Anyhow, we built our own house from rough cut lumber, used "parts" (windows, fixtures, etc) and now have been here 2 years. There is sooooooo much work we still have to do. I just quit my job (after my husband finally found a decent one) and I'm going to really start getting a lot more done. We have a few calves right now, chickens, etc. We had 2 goats for a while, and yes, they are hard to keep in, although ours stayed in an electric fence 2 strands about 1 foot and 3 feet high. But boy, if that fence went off...look out!
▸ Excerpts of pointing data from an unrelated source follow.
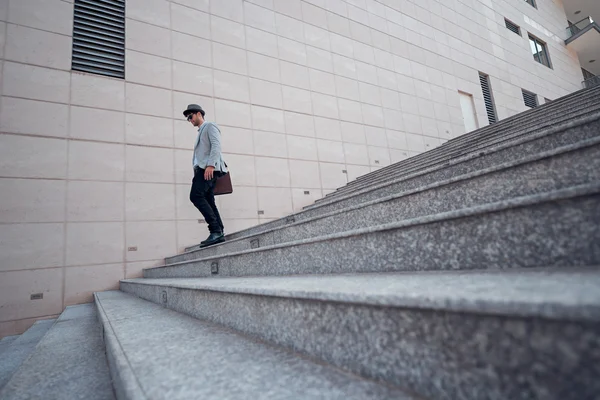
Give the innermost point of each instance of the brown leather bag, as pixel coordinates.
(223, 185)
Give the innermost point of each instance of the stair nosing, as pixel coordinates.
(421, 301)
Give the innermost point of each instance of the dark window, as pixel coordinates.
(99, 37)
(530, 99)
(512, 27)
(486, 88)
(539, 51)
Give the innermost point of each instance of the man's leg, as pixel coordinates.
(198, 196)
(210, 198)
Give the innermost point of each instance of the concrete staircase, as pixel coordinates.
(58, 359)
(467, 272)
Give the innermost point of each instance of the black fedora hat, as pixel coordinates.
(193, 108)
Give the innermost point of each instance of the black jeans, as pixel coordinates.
(204, 199)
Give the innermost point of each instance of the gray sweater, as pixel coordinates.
(207, 150)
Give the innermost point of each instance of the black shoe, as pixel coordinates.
(213, 238)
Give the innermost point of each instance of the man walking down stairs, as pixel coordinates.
(466, 272)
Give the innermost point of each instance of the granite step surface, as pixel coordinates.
(157, 353)
(540, 117)
(541, 142)
(5, 342)
(68, 363)
(451, 150)
(18, 351)
(509, 147)
(558, 228)
(557, 169)
(484, 334)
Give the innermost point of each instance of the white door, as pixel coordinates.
(468, 108)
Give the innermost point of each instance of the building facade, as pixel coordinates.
(95, 170)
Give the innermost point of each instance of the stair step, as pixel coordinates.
(18, 351)
(538, 173)
(68, 363)
(5, 342)
(549, 229)
(161, 354)
(541, 142)
(547, 116)
(508, 334)
(447, 151)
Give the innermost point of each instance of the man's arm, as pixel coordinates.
(214, 136)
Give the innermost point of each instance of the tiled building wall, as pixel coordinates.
(91, 167)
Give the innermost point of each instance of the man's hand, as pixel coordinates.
(208, 173)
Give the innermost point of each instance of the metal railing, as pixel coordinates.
(577, 27)
(591, 82)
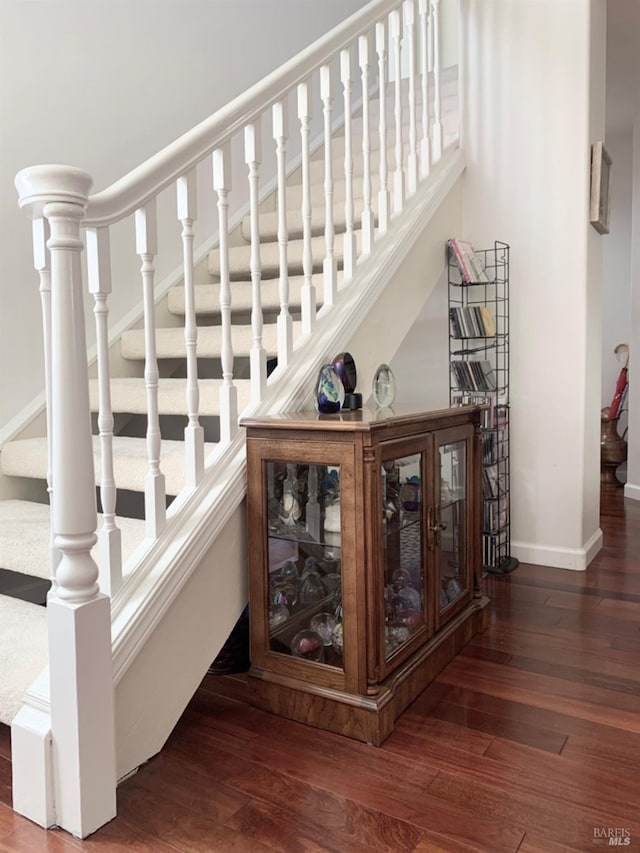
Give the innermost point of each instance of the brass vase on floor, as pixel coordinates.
(613, 449)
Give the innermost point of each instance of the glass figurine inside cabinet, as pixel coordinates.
(356, 523)
(305, 561)
(449, 523)
(404, 582)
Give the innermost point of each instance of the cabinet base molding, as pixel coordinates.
(369, 719)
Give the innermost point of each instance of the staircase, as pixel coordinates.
(340, 250)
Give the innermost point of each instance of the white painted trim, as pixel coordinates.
(197, 517)
(158, 172)
(632, 491)
(574, 559)
(36, 406)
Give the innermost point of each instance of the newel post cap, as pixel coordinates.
(41, 185)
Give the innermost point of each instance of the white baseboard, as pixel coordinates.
(632, 491)
(575, 559)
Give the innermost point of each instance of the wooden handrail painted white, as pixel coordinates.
(162, 169)
(57, 198)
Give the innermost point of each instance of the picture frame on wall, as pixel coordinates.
(600, 179)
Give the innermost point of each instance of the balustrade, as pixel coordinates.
(228, 392)
(330, 266)
(109, 537)
(308, 305)
(154, 484)
(258, 360)
(57, 198)
(187, 203)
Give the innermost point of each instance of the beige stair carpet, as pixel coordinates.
(23, 651)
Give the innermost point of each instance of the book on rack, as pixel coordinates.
(472, 321)
(473, 375)
(470, 263)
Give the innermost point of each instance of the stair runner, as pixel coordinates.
(24, 525)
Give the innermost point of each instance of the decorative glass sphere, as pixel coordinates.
(323, 623)
(308, 645)
(337, 639)
(278, 614)
(384, 386)
(329, 391)
(312, 589)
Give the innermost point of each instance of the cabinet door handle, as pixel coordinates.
(438, 525)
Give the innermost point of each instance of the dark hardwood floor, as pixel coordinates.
(529, 740)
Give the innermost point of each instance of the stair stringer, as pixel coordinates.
(171, 618)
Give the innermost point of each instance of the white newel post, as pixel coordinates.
(42, 264)
(67, 776)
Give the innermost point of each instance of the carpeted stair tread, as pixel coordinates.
(27, 457)
(23, 651)
(129, 395)
(170, 342)
(240, 257)
(207, 296)
(24, 537)
(268, 222)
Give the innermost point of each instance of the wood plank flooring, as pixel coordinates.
(528, 741)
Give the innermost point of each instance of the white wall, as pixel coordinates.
(616, 284)
(421, 365)
(104, 84)
(534, 105)
(632, 487)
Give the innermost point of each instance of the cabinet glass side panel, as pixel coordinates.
(451, 522)
(404, 585)
(304, 561)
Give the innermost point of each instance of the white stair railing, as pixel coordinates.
(57, 199)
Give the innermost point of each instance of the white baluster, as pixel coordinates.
(398, 175)
(285, 324)
(228, 391)
(349, 238)
(367, 212)
(308, 295)
(330, 265)
(437, 107)
(383, 193)
(425, 148)
(187, 202)
(154, 483)
(79, 752)
(109, 537)
(42, 264)
(258, 358)
(410, 40)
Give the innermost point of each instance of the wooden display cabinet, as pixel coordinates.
(364, 561)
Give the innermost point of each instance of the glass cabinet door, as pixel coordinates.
(304, 561)
(448, 524)
(403, 552)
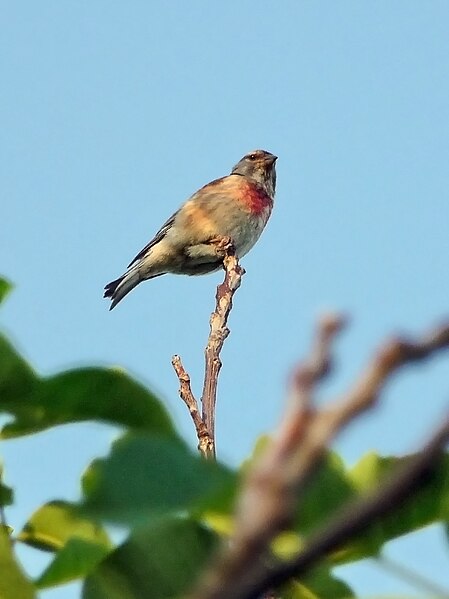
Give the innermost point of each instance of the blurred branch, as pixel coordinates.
(273, 487)
(205, 423)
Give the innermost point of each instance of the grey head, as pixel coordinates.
(258, 165)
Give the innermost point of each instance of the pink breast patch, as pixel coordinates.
(255, 199)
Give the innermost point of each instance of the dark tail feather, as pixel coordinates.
(117, 289)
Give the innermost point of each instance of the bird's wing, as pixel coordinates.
(159, 235)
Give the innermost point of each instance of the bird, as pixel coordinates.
(237, 206)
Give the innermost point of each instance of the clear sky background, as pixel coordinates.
(113, 113)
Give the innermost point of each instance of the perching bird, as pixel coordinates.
(237, 206)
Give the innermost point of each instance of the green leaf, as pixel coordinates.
(328, 489)
(161, 561)
(326, 585)
(5, 289)
(149, 475)
(52, 525)
(428, 505)
(318, 584)
(17, 379)
(13, 583)
(76, 559)
(78, 395)
(6, 493)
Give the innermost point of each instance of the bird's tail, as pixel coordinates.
(117, 289)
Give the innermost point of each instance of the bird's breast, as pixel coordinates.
(255, 200)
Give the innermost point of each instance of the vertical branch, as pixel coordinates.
(205, 423)
(219, 332)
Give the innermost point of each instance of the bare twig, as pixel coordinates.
(205, 443)
(355, 517)
(219, 331)
(270, 495)
(205, 423)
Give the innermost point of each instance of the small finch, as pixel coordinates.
(237, 206)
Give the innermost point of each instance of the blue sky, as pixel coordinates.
(113, 113)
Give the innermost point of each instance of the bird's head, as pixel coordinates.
(259, 166)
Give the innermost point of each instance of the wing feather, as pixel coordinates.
(159, 235)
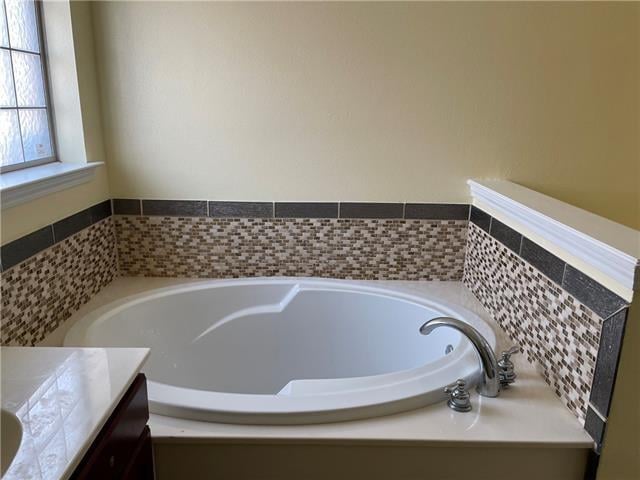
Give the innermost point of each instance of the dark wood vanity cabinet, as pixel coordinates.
(122, 450)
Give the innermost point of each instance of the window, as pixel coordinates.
(25, 118)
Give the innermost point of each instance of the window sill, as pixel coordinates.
(22, 186)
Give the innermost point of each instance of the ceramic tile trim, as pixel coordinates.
(593, 294)
(42, 291)
(234, 209)
(568, 324)
(25, 247)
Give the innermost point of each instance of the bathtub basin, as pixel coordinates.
(286, 351)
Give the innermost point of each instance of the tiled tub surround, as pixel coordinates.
(393, 241)
(51, 273)
(568, 325)
(244, 247)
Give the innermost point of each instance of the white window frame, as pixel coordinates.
(45, 79)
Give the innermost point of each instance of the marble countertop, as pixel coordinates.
(62, 398)
(528, 414)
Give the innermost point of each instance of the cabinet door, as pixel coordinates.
(141, 465)
(113, 449)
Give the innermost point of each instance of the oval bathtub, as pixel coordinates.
(286, 351)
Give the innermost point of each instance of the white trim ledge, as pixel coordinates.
(24, 185)
(606, 247)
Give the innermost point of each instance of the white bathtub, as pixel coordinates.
(286, 351)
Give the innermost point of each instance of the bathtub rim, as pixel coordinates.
(317, 408)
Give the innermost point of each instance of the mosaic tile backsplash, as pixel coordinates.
(392, 249)
(557, 333)
(41, 292)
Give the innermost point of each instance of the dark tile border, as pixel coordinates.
(241, 209)
(595, 427)
(175, 208)
(597, 297)
(587, 290)
(437, 211)
(21, 249)
(371, 210)
(127, 206)
(306, 210)
(607, 362)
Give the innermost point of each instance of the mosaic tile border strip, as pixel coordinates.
(208, 247)
(25, 247)
(597, 297)
(557, 333)
(41, 292)
(609, 308)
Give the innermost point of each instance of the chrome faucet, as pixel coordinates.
(490, 386)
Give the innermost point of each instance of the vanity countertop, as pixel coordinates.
(62, 398)
(529, 414)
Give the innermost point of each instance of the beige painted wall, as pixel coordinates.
(379, 102)
(74, 91)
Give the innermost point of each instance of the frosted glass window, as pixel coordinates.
(34, 126)
(4, 31)
(23, 26)
(11, 145)
(25, 125)
(7, 90)
(27, 73)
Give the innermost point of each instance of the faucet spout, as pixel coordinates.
(490, 386)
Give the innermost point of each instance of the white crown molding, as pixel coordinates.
(24, 185)
(540, 214)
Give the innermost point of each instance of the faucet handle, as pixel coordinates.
(459, 398)
(513, 350)
(506, 370)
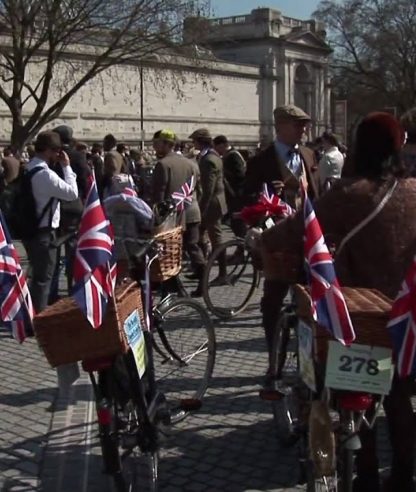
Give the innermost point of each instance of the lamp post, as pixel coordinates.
(142, 132)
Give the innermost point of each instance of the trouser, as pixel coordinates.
(214, 231)
(192, 247)
(274, 293)
(401, 426)
(42, 256)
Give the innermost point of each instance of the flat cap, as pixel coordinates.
(200, 133)
(65, 132)
(290, 112)
(166, 134)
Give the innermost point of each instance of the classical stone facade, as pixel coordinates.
(260, 60)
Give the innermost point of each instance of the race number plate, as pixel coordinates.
(269, 223)
(135, 338)
(359, 368)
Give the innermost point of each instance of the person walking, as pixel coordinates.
(234, 174)
(331, 162)
(376, 256)
(284, 164)
(212, 202)
(48, 189)
(171, 172)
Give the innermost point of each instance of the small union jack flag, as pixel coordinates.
(183, 197)
(279, 206)
(94, 267)
(328, 304)
(402, 324)
(129, 192)
(16, 309)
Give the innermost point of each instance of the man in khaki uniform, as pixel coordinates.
(212, 203)
(283, 165)
(171, 172)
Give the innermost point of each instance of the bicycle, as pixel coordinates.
(230, 296)
(132, 403)
(324, 423)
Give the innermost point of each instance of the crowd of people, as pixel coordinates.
(376, 181)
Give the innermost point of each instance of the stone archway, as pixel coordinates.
(304, 88)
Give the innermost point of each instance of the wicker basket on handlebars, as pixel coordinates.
(369, 311)
(169, 262)
(66, 336)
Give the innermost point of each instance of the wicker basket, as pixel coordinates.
(369, 311)
(169, 262)
(66, 336)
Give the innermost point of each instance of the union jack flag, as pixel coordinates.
(94, 267)
(183, 197)
(129, 192)
(328, 304)
(402, 324)
(16, 309)
(279, 206)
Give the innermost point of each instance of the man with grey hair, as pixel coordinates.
(284, 165)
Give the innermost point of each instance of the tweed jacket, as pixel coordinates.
(267, 167)
(379, 255)
(169, 175)
(213, 205)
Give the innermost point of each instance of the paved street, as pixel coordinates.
(229, 445)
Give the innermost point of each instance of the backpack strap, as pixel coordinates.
(29, 175)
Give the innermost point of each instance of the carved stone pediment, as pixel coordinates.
(307, 38)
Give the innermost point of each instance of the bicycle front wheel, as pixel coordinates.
(188, 348)
(228, 295)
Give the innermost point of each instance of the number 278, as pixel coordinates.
(358, 365)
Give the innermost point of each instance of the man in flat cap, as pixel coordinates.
(171, 172)
(212, 203)
(284, 165)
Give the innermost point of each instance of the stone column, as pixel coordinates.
(292, 68)
(327, 97)
(320, 102)
(287, 82)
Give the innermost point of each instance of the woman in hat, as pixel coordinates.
(378, 256)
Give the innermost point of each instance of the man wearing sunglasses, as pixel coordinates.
(48, 189)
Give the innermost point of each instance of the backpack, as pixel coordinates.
(18, 205)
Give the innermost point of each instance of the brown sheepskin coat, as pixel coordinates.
(378, 255)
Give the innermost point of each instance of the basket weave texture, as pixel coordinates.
(169, 262)
(66, 336)
(369, 311)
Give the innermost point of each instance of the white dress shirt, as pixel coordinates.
(46, 184)
(330, 165)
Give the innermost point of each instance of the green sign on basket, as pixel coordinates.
(359, 368)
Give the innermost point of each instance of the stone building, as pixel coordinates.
(246, 66)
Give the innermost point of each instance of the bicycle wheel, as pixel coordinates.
(188, 342)
(138, 454)
(228, 296)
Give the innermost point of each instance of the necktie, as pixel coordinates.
(294, 162)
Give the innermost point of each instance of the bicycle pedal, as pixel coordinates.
(271, 395)
(190, 404)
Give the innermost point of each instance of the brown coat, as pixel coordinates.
(266, 167)
(378, 255)
(213, 205)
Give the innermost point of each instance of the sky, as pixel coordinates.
(301, 9)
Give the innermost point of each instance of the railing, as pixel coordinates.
(226, 21)
(292, 22)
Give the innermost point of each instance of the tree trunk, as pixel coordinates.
(20, 136)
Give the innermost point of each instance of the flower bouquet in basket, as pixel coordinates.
(266, 211)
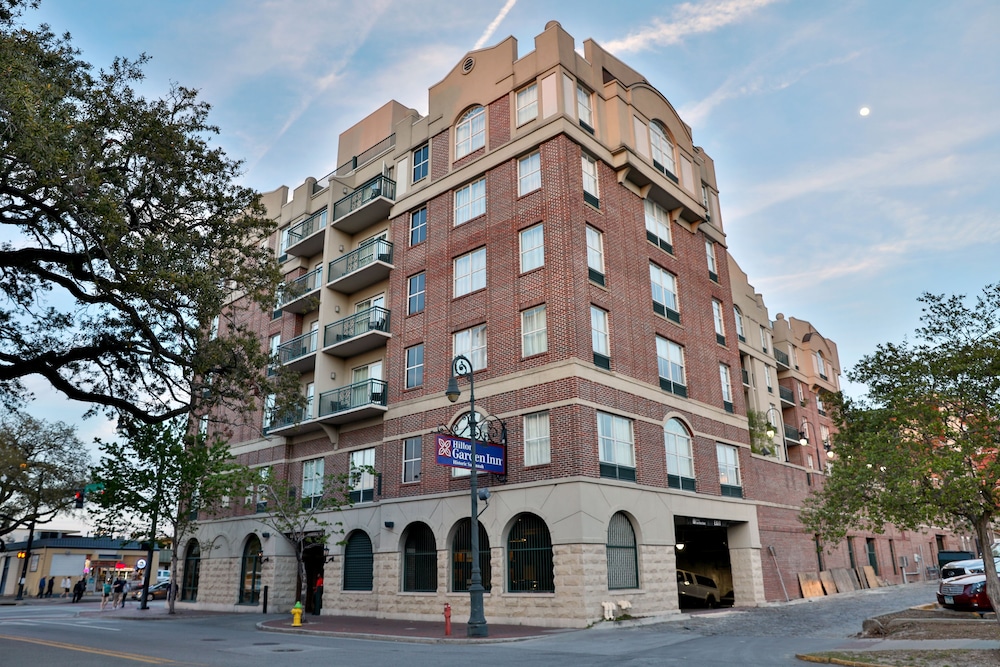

They never ran away, and we considered just letting them roam around because we have no neighbors, but then they started "dancing" on the hoods of our cars. I have no doubt there is probably not a hill too steep for a goat, as the younger one seemed to favor the very vertical hood of my aerostar van :o)

Anyhow, I'm in Upshur County. I'm so surprised there has been such a big response from WV. It's great to know there are others out there trying to homestead. I have found in WV there is a wealth of information about surviving on the land, especially if you are blessed enough to make friends with an old timer or two. I also believe it's one of the United States best kept land, an abundance of natural gas and resources, plenty of game, timber very cheap and abundant. Hmmmm....maybe we'd BETTER keep our mouths shut!!

I'd love to share ideas and experiences with all of you.


-- Nancy in WV (CelticFrau@aol.coom), January 20, 2001.

Kathy. and others that answered - I wasn't born in W V , but I got here as fast as I could! I have 2 + acres on a cliff side, raise dairy goats & chickens. When not gardeningor milking (also do cheeses & yoghurt) I lecture on edible & medicinal plants, mushrooms, & trees.I'm a shortwave listener.

-- Elizabeth Quintana (, November 02, 2001.